PDF of this tutorialMaterial losses amalgamate with copper losses, giving the designer several choices in distributing losses throughout the system. For cost motives, changes in dielectric materials may be one of the last changes made to the system. Line widths are often one of the first changes to be made. Intuitively, 20-mil lines give less conductive loss than 6-mil lines. What is the quantitative difference, however, between different line widths? Using single-ended lines and VNA through measurements (S21), different materials were analyzed over a spectrum of four different line widths (6, 8, 12, and 20 mil). As different materials experience peaks and notches at different frequencies, and some materials were more broadband than others, a mean loss value was found for each test case by sweeping from 50 MHz to 20 GHz (see Figure 4).
Figure 4. Comparison of Mean Loss Values for S21 Measurements, Single-Ended Lines (0.5 m, layer 11)
This type of result gives a more easily analyzable result than overlaid test cases. Actual waveforms are included in the Appendix.
Moving from a 6-mil to an 8-mil line yields 1.3-dB improvement, which is 4.4 percent. Likewise, going from an 8-mil line to a 12-mil trace width yields 1.3-dB improvement, or 4.4 percent. Because 8-mil lines seem to be about at the point of diminishing returns from an electrical, manufacturable, and routable standpoint, 8- and 10-mil lines were selected for system simulations. A 6-mil to a 20-mil increase in line width yields an average of 4.2-dB improvement over all materials (14 percent). This is roughly the same improvement (as averaged over line width) seen by moving from FR–4 to Megtron material (3.95 dB or 13.2 percent). So, at some point in time, a slight change in material may yield more significant results than major changes in line widths. The article entitled “On the Dielectric Material Properties for Thin Film Integrated RF and Microwave Applications” points out that, at high frequencies, broad line widths may contribute to additional parasitic effects such as radiation and capacitive coupling.2
Some criticism for not impedance-matching all test cases materialized with the above S21 graph (see Figure 4). The number of test boards was limited to control cost and lead-time.
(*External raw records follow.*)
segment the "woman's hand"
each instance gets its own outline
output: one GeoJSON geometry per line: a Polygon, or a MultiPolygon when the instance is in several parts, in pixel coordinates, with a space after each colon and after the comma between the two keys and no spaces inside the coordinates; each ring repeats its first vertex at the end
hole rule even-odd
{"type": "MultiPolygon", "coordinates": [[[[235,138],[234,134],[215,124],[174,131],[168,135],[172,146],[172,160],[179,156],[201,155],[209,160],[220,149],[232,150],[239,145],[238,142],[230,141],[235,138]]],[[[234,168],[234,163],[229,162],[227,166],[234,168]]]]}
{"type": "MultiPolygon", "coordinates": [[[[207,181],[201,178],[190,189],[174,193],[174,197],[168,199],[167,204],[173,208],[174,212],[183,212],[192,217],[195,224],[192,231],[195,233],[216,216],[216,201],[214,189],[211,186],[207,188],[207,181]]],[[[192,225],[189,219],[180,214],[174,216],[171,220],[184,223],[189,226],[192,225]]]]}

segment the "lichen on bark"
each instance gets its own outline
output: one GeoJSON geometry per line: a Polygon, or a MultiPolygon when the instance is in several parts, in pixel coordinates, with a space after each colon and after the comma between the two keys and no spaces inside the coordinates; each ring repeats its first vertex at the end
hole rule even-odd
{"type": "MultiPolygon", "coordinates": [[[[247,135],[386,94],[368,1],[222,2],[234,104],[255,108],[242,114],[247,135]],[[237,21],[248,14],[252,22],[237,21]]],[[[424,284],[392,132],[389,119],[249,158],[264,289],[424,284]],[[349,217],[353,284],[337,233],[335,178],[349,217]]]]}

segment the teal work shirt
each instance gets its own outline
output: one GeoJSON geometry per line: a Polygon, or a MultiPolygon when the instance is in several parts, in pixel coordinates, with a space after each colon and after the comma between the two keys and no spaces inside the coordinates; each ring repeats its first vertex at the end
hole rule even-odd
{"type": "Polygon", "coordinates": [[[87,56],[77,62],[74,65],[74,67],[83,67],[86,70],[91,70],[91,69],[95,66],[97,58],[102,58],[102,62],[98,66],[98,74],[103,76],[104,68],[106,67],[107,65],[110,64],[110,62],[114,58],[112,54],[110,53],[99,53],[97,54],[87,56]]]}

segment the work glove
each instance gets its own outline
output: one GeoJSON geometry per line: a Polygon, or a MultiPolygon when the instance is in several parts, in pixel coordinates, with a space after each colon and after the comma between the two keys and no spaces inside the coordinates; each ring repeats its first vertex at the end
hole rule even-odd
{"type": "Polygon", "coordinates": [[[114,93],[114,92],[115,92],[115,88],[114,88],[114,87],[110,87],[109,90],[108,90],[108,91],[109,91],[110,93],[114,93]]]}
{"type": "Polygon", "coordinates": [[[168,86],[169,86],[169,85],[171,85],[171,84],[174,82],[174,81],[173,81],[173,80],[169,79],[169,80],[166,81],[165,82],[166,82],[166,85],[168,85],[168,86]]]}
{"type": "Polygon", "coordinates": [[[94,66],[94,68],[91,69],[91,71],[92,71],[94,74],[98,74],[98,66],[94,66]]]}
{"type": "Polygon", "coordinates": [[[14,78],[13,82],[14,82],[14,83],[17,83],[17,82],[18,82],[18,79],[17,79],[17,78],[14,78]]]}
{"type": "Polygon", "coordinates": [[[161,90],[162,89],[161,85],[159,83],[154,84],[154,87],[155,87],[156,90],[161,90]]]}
In addition, keeping the boards at a reasonable thickness limited the number of layers per board. One line width was chosen to be impedance-matched for each trace topology. The 8-mil differential lines were matched to 100 Ohms, and the 12-mil, single-ended lines were matched to 50 Ohms. To achieve all the desired measurements, multiple line widths needed to reside on the same layer, causing impedance mismatches in many of the line widths.
Additional data was analyzed to ascertain the impedance mismatch’s effect on measured loss. The analysis plotted risetime degradation against impedance mismatch. The impedance mismatch was calculated by subtracting 100-Ohms (all are differential cases) from the measured impedance of the line. Theoretically, if the impedance mismatch outweighed the line width effect on the TDT’s risetime, the trend lines would form a V around the “0” impedance mismatch point. The trend lines clearly increase in risetime with respect to line width increases—not impedance mismatch. To prove this point further, 8-mil lines with varying degrees of impedance mismatch were plotted on the same graph. The risetime (10 to 90 percent) for all of these 8-mil lines remains approximately the same (see Figure 5).
Figure 5. Risetime Plotted against Impedance Mismatch
(for FR–4; all layers; 0.5-m differential; 6-, 8-, 12-, 20-mil Line Widths)
Based on the impedance mismatch data, the demonstrated improvements on the S21 graph shown in Figure 5 are due primarily to material parameters. Moving from FR–4 to a Nelco 6000/Polyclad LD621 material represents a 20.5-percent improvement. Moving from FR–4 to Rogers 4000 series is a 26.8-percent improvement, and going from FR–4 to Arlon is a 34.1-percent improvement. Although electrical improvement makes obvious decisions for material selection, cost, manufacturability, and mechanical properties of the material enter into a decision matrix for material selection.
2Pieters, P., S. Brebels, G. Carchon, K. Vaesen, W. DeRaedt, E. Beyne, and R.P. Mertens. "On the Dielectric Material Properties for Thin Film Integrated RF and Microwave Applications." Advancing Microelectronics, volume 26, number 5, page 22.